‘Il razzismo non e’ finito, nessuno ne e’ immune e non possiamo ignorare le proteste, ma dobbiamo respingere la disperazione’. Il presidente Usa ai funerali a Dallas dei cinque agenti bianchi uccisi da un cecchino afroamericano ha ribadito: ‘Non siamo divisi come sembra, il nostro dolore puo’ renderci un Paese migliore’. A Baton Rouge in Louisiana tre arresti per un presunto piano contro gli agenti della zona. A Baltimora in Maryland un uomo spara durante una veglia e ferisce cinque persone.
“Sono qui a Dallas per dirvi che non siamo così divisi come sembriamo” perché siamo “un’unica famiglia” e nel corso degli anni le “relazioni razziali sono migliorate sensibilmente. Questa è l’America che conosco”. Dalla cerimonia funebre per i cinque poliziotti uccisi nella città del Texas da Micah Johnson, Barack Obama è ritornato a parlare del concetto di famiglia. Quello che aveva già ribadito nei giorni scorsi e che è un appello all’unità del paese, anche in un momento così difficile. Una famiglia ferita certo, ma che guarda avanti, perché queste “terribili morti non sono arrivate invano, questo dolore ci renderà un paese migliore con più giustizia e più pace”. Obama ha parlato del lavoro della polizia: “Sappiamo che esiste il male e per questo serve la polizia”, ha detto aggiungendo: “Il vostro lavoro, il lavoro di agente di polizia in tutto il paese, non è uguale a nessun altro lavoro”. Questo, ha continuato il presidente, non è stato solo “un atto di stupida violenza ma anche di odio razziale”. Prima che Obama prendesse la parola all’interno Symphony Center di Dallas, sono intervenuti il sindaco di Dallas, Michael Rawlings, l’ex presidente degli Stati Uniti, George W. Bush, e il capo della polizia di Dallas David Brown che ha citato la canzone “As” di Stevie Wonder, prima di introdurre Obama. Il presidente – che è ripartito proprio da Wonder, ricordando che lui e Michelle si sono conosciuti ascoltando le canzoni dell’artista – ha poi toccato un altro punto fondamentale.
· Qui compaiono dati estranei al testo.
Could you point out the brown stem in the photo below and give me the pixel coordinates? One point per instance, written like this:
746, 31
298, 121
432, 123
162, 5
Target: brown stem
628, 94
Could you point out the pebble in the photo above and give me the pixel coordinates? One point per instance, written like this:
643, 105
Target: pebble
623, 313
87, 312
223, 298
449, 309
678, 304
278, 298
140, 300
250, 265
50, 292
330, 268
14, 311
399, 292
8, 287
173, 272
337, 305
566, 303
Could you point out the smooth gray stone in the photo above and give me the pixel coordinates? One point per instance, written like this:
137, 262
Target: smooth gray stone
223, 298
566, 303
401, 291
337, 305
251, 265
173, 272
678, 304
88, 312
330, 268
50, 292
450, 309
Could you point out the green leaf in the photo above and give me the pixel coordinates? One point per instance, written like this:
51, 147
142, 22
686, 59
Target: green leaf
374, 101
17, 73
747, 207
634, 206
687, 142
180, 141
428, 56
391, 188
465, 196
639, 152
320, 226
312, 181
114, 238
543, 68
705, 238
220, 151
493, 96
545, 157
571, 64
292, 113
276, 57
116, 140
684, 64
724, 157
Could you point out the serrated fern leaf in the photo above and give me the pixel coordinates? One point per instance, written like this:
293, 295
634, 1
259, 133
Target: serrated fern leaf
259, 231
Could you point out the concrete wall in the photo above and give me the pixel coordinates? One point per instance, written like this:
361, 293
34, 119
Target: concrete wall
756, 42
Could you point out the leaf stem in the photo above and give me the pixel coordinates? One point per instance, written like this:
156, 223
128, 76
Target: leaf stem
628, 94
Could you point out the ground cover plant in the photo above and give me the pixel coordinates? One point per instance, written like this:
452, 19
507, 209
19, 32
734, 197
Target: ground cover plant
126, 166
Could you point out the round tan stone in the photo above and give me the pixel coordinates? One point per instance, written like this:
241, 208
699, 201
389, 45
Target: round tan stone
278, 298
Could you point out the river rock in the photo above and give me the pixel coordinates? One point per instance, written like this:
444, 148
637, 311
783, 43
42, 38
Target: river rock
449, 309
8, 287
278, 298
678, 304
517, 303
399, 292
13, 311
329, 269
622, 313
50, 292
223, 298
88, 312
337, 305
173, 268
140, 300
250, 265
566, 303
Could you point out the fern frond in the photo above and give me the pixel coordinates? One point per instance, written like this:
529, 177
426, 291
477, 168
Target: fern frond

È vero, sono stati fatti molti passi in avanti, ma “esistono ancora dei pregiudizi”, anche all’interno della polizia. “Non possiamo liquidare i manifestanti come agitatori o paranoici”, ha detto. “Anche le persone che non amano il motto Black Lives Matter possono riuscire a comprendere il dolore della famiglia di Alton Sterling”. Infine un altro passaggio sul quale Obama ha insistito sono le armi. “Abbiamo riempito le città con le armi”. “Quando le persone dicono ‘Black lives matter’ non vuol dire che le vite dei blu (la polizia, ndr.) non contano, ma che tutte le vite contano, ma in questo momento la grande preoccupazione è il fatto che i dati mettono in luce come i ragazzi neri sono più vulnerabili a questo tipo di incidenti”, aveva detto Obama a poche ore dall’uccisione dei cinque poliziotti. Un concetto di fratellanza, ma di ferma analisi della realtà, che ha voluto ribadire ancora una volta ieri.
Un uomo armato ha aperto il fuoco ad una veglia funebre a BALTIMORA, ferendo cinque persone. Nessuna delle vittime, quattro donne e un uomo, è in pericolo di vita, scrive il Baltimore Sun. L’episodio, mentre l’America si appresta a salutare oggi i cinque poliziotti abbattuti a Dallas, sottolinea ancora una volta la diffusione della violenza armata nelle strade degli Stati Uniti. Il morto per il quale si teneva la veglia era un ragazzo afroamericano, il 24enne Jermaine Scofield, padre di due bambini, ucciso a colpi d’arma da fuoco il giorno prima. Al momento s’ignora chi lo abbia ucciso e chi abbia sparato alla sua veglia. “Sono stanca, sono stanca. Sparano alla gente innocente, non ne possiamo più”, ha commentato Doreen, la madre di Jermaine. La donna aveva chiesto pubblicamente che nessuno vendicasse il figlio. L’anno scorso sono state uccise a BALTIMORA 344 persone, 301 delle quali colpite da armi da fuoco. Quest’anno i morti in sparatorie sono già più di 130. “Ogni settimana preparo i fiori per un funerale per un ragazzino che è stato ucciso, sono diventato un negozio di pompe funebri”, ha detto sconsolato Bailey, un fioraio che si trova davanti al luogo dove si era svolta la veglia.